The shed fort only lasted a short while, because soon after we discovered a woodchuck living under the shed. I remember seeing him come out sometimes, and in my tiny little mind, I saw this woodchuck as a massive creature that would devour me if I got too close to the shed.

There was one more fort that I would like to describe. This one was located in the other corner of the backyard, opposite of the shed. It was at the very end of the fence where I could just reach around and be in the backyard neighbors yard. There was a lilac bush right there as well, that sort of created a protective dome over top of a little area I called the "lookout fort." Here is where I had a view of not only my backyard, but also 3 of the neighbors' back yards. I had a friend who had a telescope, and I had all kinds of spy gear from cereal boxes and happy meals. We gathered all of our equipment and set it all up in that back corner. We had created an amazing headquarters for our "spy missions," and we thought we were so extremely stealthy and awesome!

All this talk of building forts, makes me want to check my back yard to see if there is any potential.

Dream big and Imagine often!

-Paul-

Saturday, January 1, 2011

Bigfoot and the Hardware Store

Well, I've ended the first day of 2011 watching "Inception," and now I wonder if this is a dream...nope, the top is no longer spinning...This was a great movie, and it got me thinking about my own dreams.

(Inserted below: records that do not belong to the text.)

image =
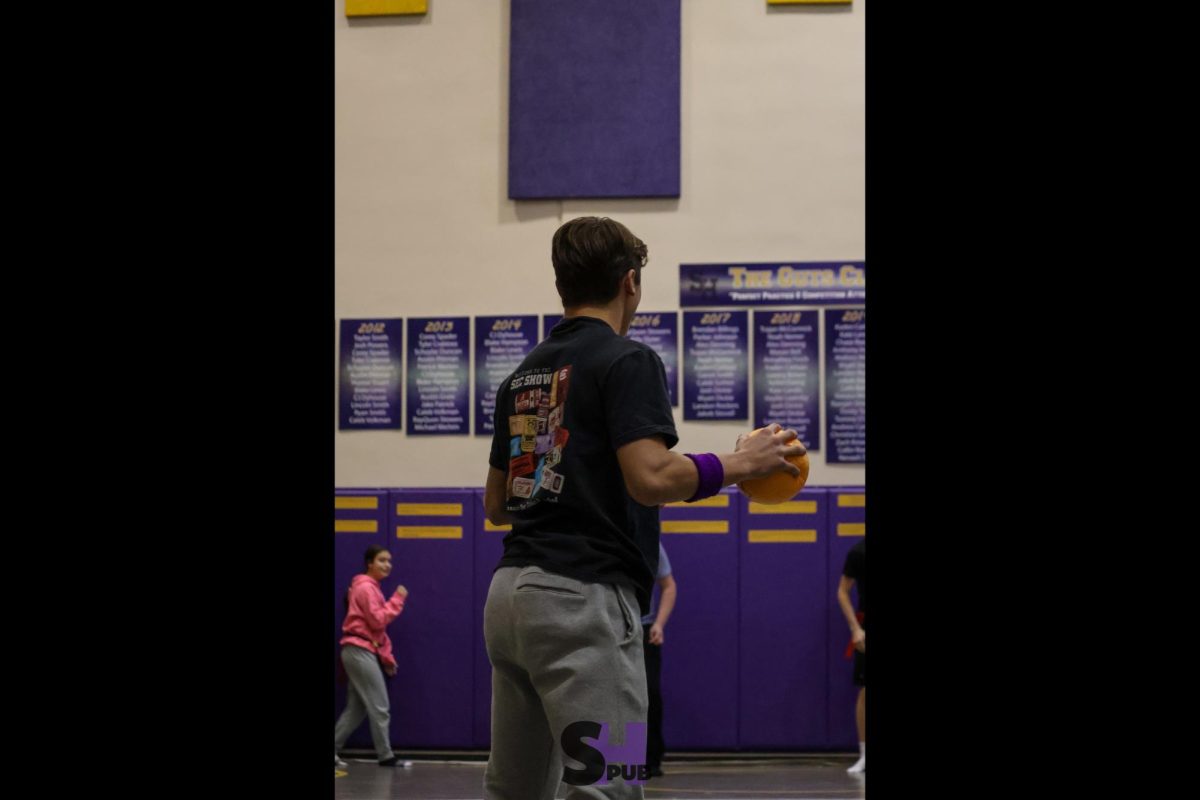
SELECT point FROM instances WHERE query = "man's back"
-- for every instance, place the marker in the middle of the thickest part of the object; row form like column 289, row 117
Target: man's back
column 559, row 420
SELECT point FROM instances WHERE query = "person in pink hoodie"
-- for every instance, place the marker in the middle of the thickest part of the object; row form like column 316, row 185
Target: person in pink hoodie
column 366, row 655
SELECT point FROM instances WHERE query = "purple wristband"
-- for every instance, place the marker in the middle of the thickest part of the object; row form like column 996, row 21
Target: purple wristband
column 712, row 475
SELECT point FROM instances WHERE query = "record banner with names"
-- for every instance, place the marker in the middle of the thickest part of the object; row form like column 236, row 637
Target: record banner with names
column 846, row 385
column 715, row 368
column 787, row 372
column 501, row 346
column 371, row 358
column 438, row 374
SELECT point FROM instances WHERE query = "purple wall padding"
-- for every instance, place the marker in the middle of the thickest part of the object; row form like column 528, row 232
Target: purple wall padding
column 784, row 631
column 489, row 548
column 431, row 698
column 594, row 98
column 700, row 649
column 843, row 693
column 348, row 551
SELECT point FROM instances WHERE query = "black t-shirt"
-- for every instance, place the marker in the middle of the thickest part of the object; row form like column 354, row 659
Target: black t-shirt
column 856, row 569
column 559, row 419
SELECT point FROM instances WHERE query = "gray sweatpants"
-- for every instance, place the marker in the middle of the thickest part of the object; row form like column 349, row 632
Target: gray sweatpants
column 562, row 651
column 365, row 697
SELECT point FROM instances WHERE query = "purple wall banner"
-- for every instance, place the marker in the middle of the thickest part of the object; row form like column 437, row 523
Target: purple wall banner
column 371, row 358
column 799, row 283
column 787, row 372
column 549, row 322
column 571, row 66
column 438, row 373
column 501, row 344
column 659, row 330
column 846, row 385
column 715, row 365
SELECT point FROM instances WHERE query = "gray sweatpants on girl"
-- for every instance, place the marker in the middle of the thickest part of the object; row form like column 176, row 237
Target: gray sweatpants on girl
column 562, row 651
column 366, row 697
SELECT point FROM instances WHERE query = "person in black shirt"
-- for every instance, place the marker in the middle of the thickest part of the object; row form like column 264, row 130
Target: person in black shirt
column 580, row 463
column 855, row 572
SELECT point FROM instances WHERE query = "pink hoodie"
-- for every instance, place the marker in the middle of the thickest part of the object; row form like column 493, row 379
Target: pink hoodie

Have you ever had a dream so vivid or so crazy and illogical that it just sticks out like a sore thumb from all the rest?

Lately, when I remember my dreams, they aren't as weird as the dreams I had when I was a kid. My most recent dreams have actually been a little scary, and not things that I really want to remember. The dreams I remember from when I was a kid, stand out because of their randomness and wackiness, and I'd like to recount some of those here.

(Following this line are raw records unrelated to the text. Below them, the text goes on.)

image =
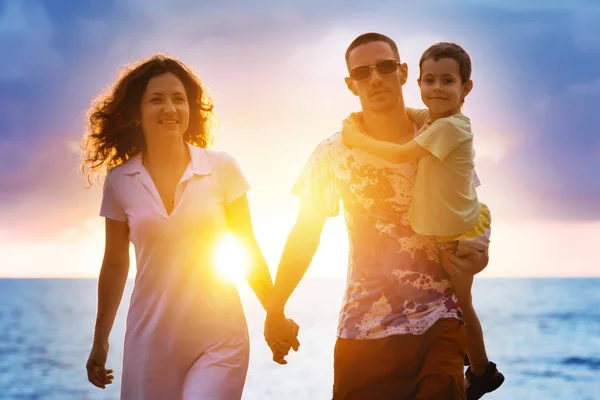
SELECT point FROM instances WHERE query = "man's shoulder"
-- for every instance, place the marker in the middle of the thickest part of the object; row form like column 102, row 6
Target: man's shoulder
column 329, row 145
column 332, row 140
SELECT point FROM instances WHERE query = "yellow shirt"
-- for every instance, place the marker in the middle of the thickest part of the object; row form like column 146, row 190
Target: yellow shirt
column 444, row 197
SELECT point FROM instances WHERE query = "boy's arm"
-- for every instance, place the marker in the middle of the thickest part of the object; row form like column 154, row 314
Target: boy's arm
column 392, row 152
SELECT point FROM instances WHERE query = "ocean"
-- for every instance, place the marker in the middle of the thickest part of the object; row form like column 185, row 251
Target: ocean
column 544, row 334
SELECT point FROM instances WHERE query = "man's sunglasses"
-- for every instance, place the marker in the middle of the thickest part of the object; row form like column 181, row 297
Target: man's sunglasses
column 384, row 67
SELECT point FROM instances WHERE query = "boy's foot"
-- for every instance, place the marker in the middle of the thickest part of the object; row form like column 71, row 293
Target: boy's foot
column 479, row 385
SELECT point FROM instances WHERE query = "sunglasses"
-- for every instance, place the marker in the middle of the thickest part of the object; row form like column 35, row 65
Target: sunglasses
column 384, row 67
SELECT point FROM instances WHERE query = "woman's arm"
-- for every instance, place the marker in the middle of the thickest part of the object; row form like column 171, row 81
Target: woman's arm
column 111, row 284
column 113, row 276
column 240, row 225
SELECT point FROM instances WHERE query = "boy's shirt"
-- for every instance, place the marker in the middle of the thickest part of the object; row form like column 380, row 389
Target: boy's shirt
column 444, row 197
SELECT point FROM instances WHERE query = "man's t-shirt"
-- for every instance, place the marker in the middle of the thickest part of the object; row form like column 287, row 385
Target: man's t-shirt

One of the main dreams I remember, came when I was probably 5 or 6 years old. I had just watched "Harry and the Hendersons" all by myself in the middle of the day. The dream began with me riding in a 15 passenger van with some people that I knew. We were having a jolly old time when all of the sudden, bigfoot ran out in front of the van. We all screamed as rammed right into him. The next second we were all outside lifting bigfoot up and putting him into the van with us. 

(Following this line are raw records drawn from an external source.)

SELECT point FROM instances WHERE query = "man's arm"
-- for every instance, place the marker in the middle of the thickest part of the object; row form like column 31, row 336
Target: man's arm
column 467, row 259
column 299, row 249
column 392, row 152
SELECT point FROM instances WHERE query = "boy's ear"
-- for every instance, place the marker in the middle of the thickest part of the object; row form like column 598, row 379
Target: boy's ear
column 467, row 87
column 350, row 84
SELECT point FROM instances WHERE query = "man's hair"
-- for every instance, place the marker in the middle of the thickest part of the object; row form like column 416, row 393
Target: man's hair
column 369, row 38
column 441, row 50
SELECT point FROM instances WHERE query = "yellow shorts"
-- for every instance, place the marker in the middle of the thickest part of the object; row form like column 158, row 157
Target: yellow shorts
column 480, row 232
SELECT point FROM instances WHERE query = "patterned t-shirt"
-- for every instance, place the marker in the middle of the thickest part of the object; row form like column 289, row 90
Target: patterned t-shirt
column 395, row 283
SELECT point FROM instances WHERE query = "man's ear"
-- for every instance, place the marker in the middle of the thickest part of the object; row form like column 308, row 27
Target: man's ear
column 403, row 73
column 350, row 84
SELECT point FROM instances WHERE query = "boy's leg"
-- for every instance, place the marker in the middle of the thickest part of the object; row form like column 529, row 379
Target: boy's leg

Once we were all back in the van we drove off with bigfoot unconscious and lying across our laps, as if this were normal. We pulled into the True-Value hardware store parking lot, and went inside carrying the ape-man and placing him on one of the counters as if we were going to scan a barcode on him. Suddenly, the True-Value became a bigfoot research center and there was a guy examining bigfoot on the counter. The man looked up at all of us, and said, "This is bigfoot alright," and that's when I woke up.

Dreams are amazing things, because they are unique to each one of us. I consider them great tools that could help me come up with original story lines for comics...Not that I would make a story about taking bigfoot to True-Value...but I might.

I'll keep it short today, so Happy New Year, and I hope your dreams find you well.